Amid continued uncertainty over the fate of comprehensive immigration reform in the GOP-led House, a congressional panel on Tuesday considered the issue of whether undocumented immigrants who were brought to the United States as children should be able to pursue legal status and eventual citizenship.
House Judiciary Committee Chairman Bob Goodlatte, a powerful Republican voice on immigration reform, said during a subcommittee hearing that those brought here as children "deserve to be considered from a different perspective" than undocumented immigrants who chose to break the law by illegal entry or visa overstay.
But Goodlatte made clear that he does not believe that extends to undocumented immigrants who came to the country as adults.
"I do not believe that parents who made the decision to illegally enter the U.S. while forcing their children to join them should be afforded the same treatment as these kids," he said in introductory remarks.
Some Democrats argue that Republicans are embracing the politically palatable DREAM Act in order to avoid discussion of a comprehensive solution to the immigration problem that addresses the entire undocumented population.
"Legalizing the DREAMers is not enough," Democrat Luis Gutierrez, a longtime proponent of comprehensive immigration reform, said in testimony to the subcommittee. "It is not enough given all the hard work and equities that millions of immigrants have built in this country.
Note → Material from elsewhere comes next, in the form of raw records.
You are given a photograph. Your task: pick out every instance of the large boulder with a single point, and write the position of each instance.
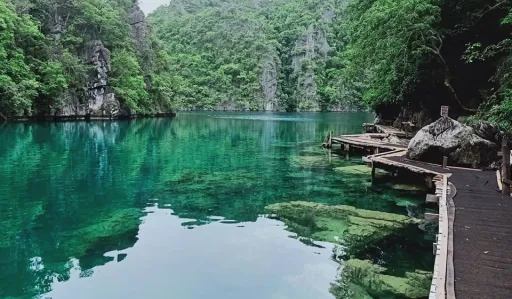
(460, 143)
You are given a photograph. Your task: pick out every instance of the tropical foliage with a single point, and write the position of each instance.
(42, 45)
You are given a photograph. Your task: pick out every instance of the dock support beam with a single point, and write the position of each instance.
(373, 173)
(505, 170)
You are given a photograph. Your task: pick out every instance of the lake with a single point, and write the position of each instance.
(175, 208)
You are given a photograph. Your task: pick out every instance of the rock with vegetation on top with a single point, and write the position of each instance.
(362, 274)
(460, 143)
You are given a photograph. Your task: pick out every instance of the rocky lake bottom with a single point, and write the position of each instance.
(223, 205)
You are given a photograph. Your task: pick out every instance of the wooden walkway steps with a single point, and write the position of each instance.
(474, 242)
(391, 131)
(482, 237)
(367, 141)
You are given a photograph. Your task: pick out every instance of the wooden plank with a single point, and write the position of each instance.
(443, 241)
(505, 171)
(429, 217)
(498, 179)
(450, 268)
(390, 130)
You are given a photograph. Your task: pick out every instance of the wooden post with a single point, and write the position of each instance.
(505, 170)
(430, 183)
(373, 173)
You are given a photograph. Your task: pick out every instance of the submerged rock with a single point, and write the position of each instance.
(460, 143)
(363, 274)
(341, 224)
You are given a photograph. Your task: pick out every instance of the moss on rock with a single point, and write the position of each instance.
(345, 225)
(373, 278)
(106, 229)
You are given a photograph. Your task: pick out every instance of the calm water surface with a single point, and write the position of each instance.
(172, 208)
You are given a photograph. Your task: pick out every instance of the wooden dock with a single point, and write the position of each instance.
(369, 142)
(474, 244)
(383, 129)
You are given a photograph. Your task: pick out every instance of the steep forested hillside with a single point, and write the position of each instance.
(403, 57)
(399, 57)
(271, 55)
(78, 58)
(416, 55)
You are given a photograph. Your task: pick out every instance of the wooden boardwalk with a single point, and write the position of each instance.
(474, 247)
(482, 237)
(367, 141)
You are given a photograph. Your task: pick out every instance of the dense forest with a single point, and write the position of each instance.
(402, 58)
(406, 56)
(78, 58)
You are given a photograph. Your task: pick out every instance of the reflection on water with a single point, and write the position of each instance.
(247, 260)
(163, 208)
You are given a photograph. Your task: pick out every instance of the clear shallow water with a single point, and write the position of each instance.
(162, 208)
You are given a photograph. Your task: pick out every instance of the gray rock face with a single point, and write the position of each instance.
(447, 137)
(96, 100)
(140, 33)
(311, 47)
(268, 81)
(488, 131)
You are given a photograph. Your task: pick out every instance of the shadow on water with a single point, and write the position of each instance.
(78, 196)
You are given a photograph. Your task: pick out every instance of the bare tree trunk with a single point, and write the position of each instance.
(448, 82)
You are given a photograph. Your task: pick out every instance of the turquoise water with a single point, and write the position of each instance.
(173, 208)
It is not enough to to satisfy the intense hunger for legality, the desire to pledge allegiance to this country and the national interest in restoring the rule of law."
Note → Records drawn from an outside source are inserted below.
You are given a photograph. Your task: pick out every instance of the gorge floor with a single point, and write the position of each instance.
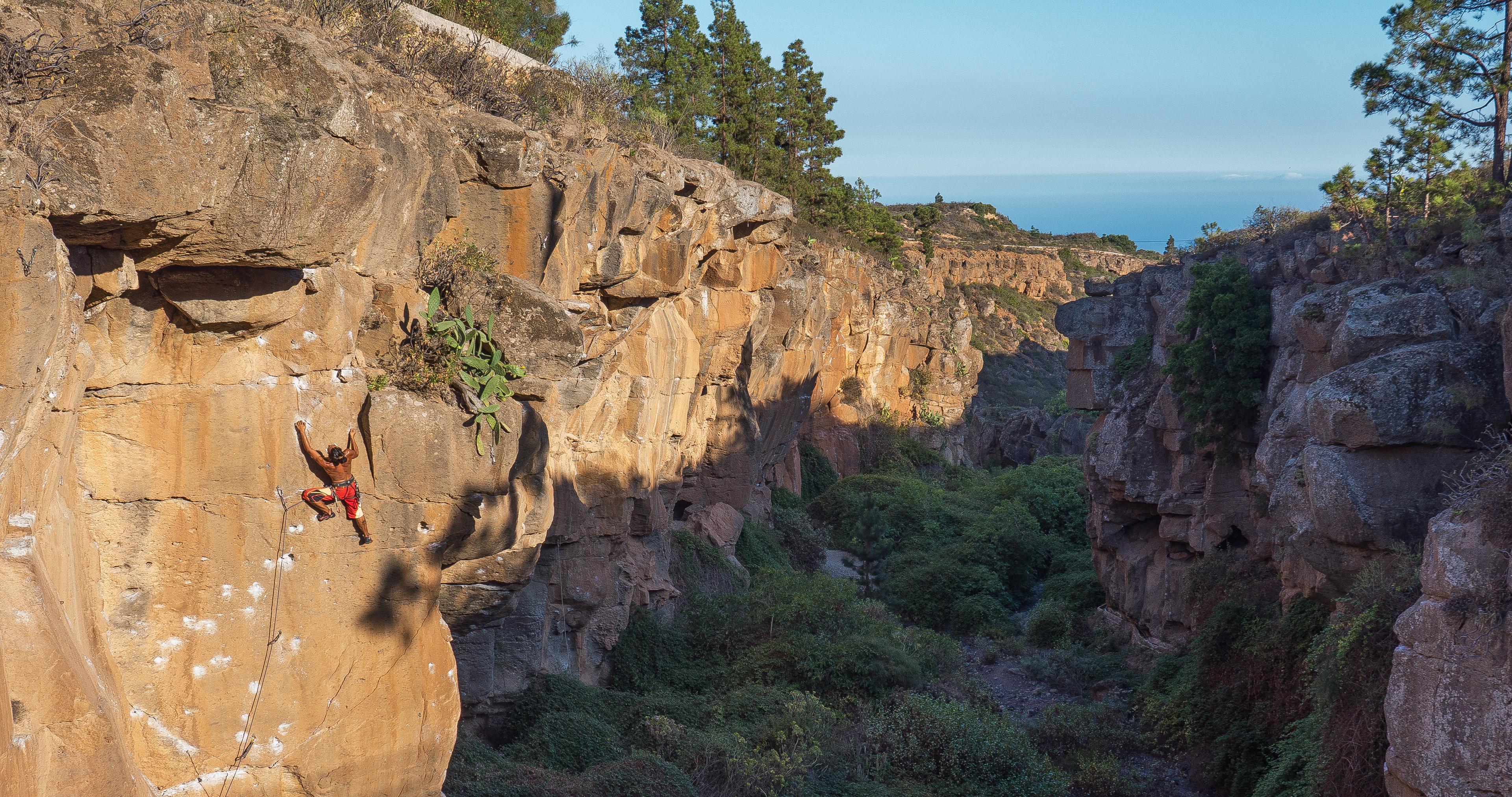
(1026, 698)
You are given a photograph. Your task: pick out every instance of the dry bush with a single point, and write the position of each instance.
(146, 23)
(37, 67)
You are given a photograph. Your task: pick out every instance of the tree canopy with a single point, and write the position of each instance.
(1449, 61)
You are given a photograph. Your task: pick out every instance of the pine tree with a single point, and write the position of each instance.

Majority Leader Eric Cantor and Goodlatte are working on legislation to address the issue of citizenship for those immigrant children, tentatively titled the KIDS Act, but it has not yet been introduced.
Republican House Speaker John Boehner, who has declined to take a position on whether a path to citizenship should be an option for the larger group of undocumented immigrants, said last week that the principles are “about basic fairness.”
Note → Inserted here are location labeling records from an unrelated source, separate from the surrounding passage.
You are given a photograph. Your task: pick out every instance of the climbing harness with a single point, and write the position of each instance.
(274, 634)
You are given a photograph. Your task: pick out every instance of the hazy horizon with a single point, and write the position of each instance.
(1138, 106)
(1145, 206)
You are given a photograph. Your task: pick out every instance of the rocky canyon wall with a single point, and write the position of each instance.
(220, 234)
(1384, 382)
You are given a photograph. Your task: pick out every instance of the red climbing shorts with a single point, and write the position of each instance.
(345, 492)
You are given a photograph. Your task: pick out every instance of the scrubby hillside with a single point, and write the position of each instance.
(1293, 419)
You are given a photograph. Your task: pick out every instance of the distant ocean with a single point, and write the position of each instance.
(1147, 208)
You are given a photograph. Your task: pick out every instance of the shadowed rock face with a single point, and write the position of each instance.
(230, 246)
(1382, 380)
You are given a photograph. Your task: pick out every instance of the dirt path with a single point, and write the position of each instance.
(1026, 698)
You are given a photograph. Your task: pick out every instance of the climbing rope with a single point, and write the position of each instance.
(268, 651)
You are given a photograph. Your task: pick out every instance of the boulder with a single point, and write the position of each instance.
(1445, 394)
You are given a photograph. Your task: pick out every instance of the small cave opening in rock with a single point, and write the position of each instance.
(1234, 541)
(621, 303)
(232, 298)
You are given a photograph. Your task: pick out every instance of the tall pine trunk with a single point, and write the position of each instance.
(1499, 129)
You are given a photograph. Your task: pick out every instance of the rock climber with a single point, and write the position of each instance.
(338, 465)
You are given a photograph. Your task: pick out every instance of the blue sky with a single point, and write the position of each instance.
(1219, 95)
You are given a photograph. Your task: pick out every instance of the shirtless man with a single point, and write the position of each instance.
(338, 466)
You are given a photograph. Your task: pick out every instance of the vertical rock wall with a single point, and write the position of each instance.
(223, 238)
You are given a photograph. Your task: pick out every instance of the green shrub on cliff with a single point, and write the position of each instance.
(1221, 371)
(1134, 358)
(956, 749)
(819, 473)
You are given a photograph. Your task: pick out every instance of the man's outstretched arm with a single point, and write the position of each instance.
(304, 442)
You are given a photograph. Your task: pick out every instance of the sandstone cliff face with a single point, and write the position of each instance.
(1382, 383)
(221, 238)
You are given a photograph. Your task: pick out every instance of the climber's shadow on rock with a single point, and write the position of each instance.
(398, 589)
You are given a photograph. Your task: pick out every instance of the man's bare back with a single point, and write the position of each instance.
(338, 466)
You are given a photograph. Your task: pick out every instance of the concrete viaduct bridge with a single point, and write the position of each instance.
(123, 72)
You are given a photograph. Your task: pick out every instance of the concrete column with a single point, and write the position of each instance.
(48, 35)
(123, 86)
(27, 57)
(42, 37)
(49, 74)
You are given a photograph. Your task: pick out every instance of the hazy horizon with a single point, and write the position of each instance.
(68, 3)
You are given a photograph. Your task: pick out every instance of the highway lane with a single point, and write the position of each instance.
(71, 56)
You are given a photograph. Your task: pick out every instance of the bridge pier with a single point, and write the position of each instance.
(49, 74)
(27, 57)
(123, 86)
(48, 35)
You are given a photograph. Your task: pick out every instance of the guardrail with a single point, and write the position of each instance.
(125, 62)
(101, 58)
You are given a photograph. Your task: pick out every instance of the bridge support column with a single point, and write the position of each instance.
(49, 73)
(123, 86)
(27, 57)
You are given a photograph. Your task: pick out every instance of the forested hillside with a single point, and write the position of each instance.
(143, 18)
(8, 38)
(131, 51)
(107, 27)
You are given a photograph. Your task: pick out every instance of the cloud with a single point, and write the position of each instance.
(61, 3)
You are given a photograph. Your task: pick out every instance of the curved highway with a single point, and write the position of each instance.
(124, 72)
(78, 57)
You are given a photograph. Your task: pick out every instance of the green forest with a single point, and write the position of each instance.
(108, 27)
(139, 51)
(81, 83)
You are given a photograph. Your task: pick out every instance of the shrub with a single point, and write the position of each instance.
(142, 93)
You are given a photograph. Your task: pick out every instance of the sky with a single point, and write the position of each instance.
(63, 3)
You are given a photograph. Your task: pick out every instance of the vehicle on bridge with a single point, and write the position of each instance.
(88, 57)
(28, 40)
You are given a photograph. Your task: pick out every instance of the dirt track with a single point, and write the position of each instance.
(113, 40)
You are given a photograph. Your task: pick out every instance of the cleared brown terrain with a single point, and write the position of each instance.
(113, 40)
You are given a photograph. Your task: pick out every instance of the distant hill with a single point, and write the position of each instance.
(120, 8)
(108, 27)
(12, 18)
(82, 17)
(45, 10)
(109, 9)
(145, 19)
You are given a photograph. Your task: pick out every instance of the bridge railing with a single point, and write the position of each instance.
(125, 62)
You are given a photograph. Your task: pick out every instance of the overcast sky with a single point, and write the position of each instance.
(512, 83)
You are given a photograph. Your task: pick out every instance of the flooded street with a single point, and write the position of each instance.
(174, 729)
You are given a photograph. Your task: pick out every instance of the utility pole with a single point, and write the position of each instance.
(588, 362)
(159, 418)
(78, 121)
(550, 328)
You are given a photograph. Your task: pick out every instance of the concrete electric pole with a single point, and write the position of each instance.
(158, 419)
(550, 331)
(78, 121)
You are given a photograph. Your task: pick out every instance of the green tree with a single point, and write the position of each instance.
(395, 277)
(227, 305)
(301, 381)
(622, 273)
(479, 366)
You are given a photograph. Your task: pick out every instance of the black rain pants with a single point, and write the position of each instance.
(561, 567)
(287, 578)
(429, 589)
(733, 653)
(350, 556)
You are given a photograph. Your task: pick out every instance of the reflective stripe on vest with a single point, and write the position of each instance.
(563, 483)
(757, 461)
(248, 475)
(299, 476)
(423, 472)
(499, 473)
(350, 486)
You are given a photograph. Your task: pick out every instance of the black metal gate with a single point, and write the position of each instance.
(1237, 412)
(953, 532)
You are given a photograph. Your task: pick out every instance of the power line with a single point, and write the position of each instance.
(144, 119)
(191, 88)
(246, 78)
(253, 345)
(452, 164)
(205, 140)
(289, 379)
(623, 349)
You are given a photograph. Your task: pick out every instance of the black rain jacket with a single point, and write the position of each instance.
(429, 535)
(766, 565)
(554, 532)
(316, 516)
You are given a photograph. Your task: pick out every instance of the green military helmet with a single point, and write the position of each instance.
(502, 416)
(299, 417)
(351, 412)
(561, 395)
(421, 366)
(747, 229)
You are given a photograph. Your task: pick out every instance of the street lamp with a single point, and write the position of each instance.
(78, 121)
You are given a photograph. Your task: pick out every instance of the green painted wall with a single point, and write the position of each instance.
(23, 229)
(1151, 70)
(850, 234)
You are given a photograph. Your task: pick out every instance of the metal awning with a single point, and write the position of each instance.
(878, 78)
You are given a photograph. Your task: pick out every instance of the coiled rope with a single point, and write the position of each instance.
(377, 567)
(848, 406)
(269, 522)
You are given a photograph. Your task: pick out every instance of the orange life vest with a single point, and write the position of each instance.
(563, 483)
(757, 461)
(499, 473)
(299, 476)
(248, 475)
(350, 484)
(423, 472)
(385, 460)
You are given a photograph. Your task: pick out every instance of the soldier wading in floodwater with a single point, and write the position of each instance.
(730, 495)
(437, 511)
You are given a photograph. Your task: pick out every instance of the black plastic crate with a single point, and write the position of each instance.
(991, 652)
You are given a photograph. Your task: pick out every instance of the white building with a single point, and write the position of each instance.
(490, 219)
Cantor, his top deputy, called it a matter of "decency."
“It's an issue of decency, of compassion,” he said. "Where else would these kids go?"
The Senate-passed immigration bill contains a measure – the DREAM Act – that would offer a fast-track path to citizenship for those brought to the United States as children if they meet certain criteria, like completing schooling or serving in the military.
A version of the DREAM Act passed the House in 2010 but failed in the Senate.
Opponents of the legislation say that any path to citizenship for previously undocumented immigrants – even those brought to the United States as children – is unfair to legal immigrants and could encourage more illegal border crossings.
In an interview of Univision earlier this month, Rep. Steve King of Iowa – one of the most vocal opponents of immigration reform – said that any legalization would violate America’s founding principle.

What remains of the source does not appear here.